Così fan tutte (London Coliseum)
All the fun of the fair at English National Opera as Mozart's amorous merry-go-round returns in a sparkling new production
Funny, fast and farcical – and that's only the overture. In Phelim McDermott's new production of Così fan tutte for English National Opera (in collaboration with Improbable) there's more comic business before a word has been sung than you'll see in most complete performances of this, the third and (to modern sensibilities) least politically correct of Mozart's three collaborations with Lorenzo Da Ponte.
Purists will have apoplexy when they hear the Coliseum audience laugh and clap its collective way across Mozart's filigree introduction, particularly with the score played as brightly and idiomatically as it is here by the ENO Orchestra under Ryan Wigglesworth, but even they will surely have to admire McDermott's chutzpah. Da Ponte's tale of two suitors who test their lovers' fidelity to its limit has all the brackishness of a practical joke – amusing to the perpetrators, calvary to the victims – and its inherent cruelty needs a director's help to make it palatable. It gets plenty here.
Early on, when the scheming Don Alfonso refills hero Guglielmo's glass while he's not looking, we understand that the men are being hoodwinked by this sinister Iago figure just as much as the women. When they go too far with their misbehaviour he goads them beyond their own intentions, leading to some lewd behaviour in the Tunnel of Love.
For McDermott has taken us for a ride – to the funfair. More specifically to Coney Island, New York, c.1957, where Roderick Williams's lurid spiv of a Don Alfonso feels right at home and designer Tom Pye has conjured up the most spectacular evocation of a lost epoque – exquisitely lit by Paule Constable. In keeping with those bygone times there's an ever-present human sideshow to be gawped at: bearded ladies, sword swallowers, duped lovers... It's compelling and discomfiting at the same time – exactly as it should be.
McDermott's freewheeling visual approach is endlessly inventive (although we've probably seen enough birds on sticks for the time being) and constantly symbolic. The ever-present helter-skelter, rollercoaster and ferris wheel, for instance, remind us that nothing in life runs smoothly, least of all the course of true love.

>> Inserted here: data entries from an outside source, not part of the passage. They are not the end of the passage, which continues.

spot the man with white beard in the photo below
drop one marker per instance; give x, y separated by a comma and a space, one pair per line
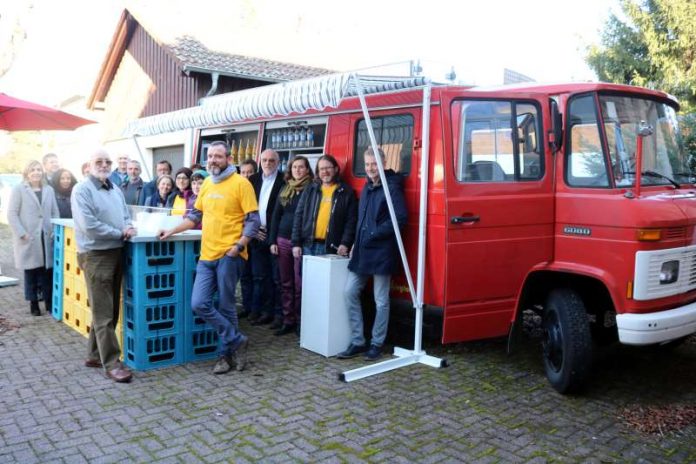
102, 224
231, 220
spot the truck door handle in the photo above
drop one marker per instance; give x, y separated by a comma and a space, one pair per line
463, 219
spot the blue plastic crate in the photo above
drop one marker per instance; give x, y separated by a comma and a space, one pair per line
201, 344
155, 256
151, 352
153, 319
160, 287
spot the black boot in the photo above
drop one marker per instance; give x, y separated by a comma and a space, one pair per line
35, 311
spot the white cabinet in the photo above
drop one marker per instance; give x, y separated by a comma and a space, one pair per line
325, 325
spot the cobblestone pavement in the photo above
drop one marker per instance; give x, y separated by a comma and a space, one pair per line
289, 405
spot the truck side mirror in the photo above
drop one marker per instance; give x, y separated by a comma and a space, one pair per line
556, 133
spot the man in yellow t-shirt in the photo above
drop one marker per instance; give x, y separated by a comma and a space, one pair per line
231, 219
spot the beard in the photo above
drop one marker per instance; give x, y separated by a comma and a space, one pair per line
101, 175
215, 169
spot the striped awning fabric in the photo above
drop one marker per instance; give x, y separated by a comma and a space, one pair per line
316, 93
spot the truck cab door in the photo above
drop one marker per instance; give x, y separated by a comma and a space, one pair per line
499, 201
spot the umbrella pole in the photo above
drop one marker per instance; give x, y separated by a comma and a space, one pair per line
404, 357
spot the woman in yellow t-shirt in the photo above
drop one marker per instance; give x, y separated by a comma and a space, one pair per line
177, 201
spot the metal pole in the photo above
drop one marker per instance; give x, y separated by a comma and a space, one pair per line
422, 216
144, 165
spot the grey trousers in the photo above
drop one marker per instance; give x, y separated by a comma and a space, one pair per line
103, 271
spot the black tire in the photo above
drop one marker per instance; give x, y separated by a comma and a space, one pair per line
671, 345
566, 341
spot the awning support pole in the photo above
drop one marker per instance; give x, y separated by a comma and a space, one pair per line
417, 355
143, 165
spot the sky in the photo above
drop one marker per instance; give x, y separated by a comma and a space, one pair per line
66, 41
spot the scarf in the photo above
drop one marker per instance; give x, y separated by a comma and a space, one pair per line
229, 170
292, 188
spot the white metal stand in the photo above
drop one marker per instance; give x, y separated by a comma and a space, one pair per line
7, 281
417, 355
404, 358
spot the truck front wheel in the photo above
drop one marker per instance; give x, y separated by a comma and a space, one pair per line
566, 343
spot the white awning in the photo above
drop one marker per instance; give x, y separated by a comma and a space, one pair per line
281, 99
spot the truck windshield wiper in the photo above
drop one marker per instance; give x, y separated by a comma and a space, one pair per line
661, 176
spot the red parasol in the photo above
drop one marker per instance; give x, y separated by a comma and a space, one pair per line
16, 114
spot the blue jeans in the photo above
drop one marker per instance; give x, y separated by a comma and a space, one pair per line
354, 285
219, 276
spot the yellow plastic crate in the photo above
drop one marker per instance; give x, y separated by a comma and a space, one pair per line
70, 264
69, 239
81, 295
68, 288
70, 313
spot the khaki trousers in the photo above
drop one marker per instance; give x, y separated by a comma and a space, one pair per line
103, 271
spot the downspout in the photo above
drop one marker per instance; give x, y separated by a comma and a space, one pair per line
213, 89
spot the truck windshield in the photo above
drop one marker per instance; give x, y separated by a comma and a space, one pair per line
663, 161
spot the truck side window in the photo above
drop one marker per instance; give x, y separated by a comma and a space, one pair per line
394, 136
585, 163
498, 141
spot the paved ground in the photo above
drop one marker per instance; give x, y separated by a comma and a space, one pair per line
289, 406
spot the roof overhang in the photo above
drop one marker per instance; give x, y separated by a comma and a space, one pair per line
188, 69
119, 43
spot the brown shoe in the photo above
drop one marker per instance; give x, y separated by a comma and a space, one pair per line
119, 373
89, 362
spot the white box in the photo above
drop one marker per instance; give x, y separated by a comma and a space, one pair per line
325, 325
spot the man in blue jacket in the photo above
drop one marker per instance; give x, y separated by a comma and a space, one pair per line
375, 253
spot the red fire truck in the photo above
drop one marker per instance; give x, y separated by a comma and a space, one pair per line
573, 201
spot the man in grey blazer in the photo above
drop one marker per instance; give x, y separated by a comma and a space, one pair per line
102, 224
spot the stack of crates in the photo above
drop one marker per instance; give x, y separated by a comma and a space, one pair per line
75, 301
70, 298
58, 252
202, 341
153, 302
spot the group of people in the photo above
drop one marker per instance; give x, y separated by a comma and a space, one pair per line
43, 195
259, 238
255, 228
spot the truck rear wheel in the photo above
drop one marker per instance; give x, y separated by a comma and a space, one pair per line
566, 342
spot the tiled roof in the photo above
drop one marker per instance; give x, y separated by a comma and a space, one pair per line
192, 53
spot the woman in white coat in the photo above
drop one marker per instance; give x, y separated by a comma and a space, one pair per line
32, 205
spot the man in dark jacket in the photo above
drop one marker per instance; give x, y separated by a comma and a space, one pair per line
132, 188
265, 306
326, 214
163, 167
375, 253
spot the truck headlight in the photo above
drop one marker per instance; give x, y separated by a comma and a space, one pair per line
669, 272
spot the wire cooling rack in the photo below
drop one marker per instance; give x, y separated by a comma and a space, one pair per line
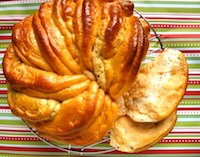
101, 147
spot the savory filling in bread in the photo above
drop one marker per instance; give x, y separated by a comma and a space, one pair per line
74, 73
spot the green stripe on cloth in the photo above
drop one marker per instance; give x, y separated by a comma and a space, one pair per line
166, 16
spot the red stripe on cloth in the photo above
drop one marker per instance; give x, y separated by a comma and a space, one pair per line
19, 138
29, 149
173, 18
193, 26
177, 35
184, 108
168, 152
180, 140
3, 91
2, 81
192, 93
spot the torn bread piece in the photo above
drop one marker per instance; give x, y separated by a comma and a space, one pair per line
158, 88
132, 137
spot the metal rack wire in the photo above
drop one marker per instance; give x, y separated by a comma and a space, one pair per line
95, 148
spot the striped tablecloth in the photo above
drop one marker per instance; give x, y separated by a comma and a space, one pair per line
178, 24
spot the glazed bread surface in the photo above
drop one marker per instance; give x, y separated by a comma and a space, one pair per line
69, 62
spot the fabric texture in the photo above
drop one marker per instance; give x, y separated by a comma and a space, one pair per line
178, 24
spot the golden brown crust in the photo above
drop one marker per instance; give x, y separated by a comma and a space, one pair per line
132, 137
70, 59
158, 88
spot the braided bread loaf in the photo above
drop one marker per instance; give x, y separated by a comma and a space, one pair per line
69, 62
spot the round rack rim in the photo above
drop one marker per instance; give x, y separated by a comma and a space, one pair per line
72, 150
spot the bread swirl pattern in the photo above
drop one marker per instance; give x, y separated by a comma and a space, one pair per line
66, 65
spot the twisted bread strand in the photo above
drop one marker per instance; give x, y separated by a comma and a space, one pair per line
72, 59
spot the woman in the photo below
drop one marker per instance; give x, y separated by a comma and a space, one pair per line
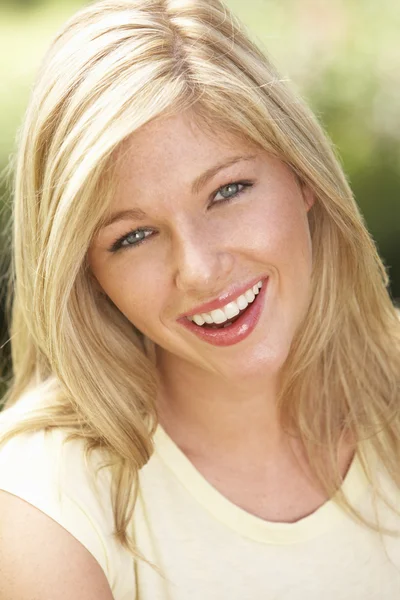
206, 358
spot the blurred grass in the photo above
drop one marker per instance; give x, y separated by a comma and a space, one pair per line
343, 56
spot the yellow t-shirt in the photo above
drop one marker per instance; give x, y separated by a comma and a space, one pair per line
206, 547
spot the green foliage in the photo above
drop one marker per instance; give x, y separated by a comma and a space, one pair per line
344, 57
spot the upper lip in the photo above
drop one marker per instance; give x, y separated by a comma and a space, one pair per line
231, 294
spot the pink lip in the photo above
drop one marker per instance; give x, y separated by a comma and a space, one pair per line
234, 292
236, 332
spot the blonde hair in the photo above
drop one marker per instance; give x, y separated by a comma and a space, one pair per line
114, 66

ENO's Così fan tutte is that rare beast, a comic opera production that's actually laugh-out-loud funny. It will probably come fully into its own at its first revival, because a couple of puzzling casting decisions affected the six-strong solo group. Surely Roderick Williams's attractive baritone and youthful mien would be better suited to Guglielmo than Don Alfonso? He was certainly suave but rarely sinister. As for Randall Bills as Ferrando, an attack (I assume) of first-night nerves shredded his impact. A tenor whose voice tightens under pressure is a poor fit for Mozart, and it made for uncomfortable listening.
Unusually for Così, it's the women who were the funnier. Some deliciously timed reactions to the advances of the disguised admirers were equalled only by their rapt singing throughout the evening. One might wish for a touch more sweetness to their Act One trio (with Don Alfonso) "Soave sia il vento", but both Kate Valentine as the tortured Fiordiligi and Christine Rice as the more pliant Dorabella were a delight.
As it turned out, the absence through technical indisposition of surtitles mattered not a jot, for the wit of Jeremy Sams's translation shone through in the clear diction of all six singers. Mary Bevan was a feistily funny Despina while Marcus Farnsworth was robust and vocally affecting in Guglielmo's faux-dalliance with Dorabella - and quite hilarious in his double-act with Bills when their US Navy uniforms gave way to Fonz-like quiffs and leather jackets. Happy days.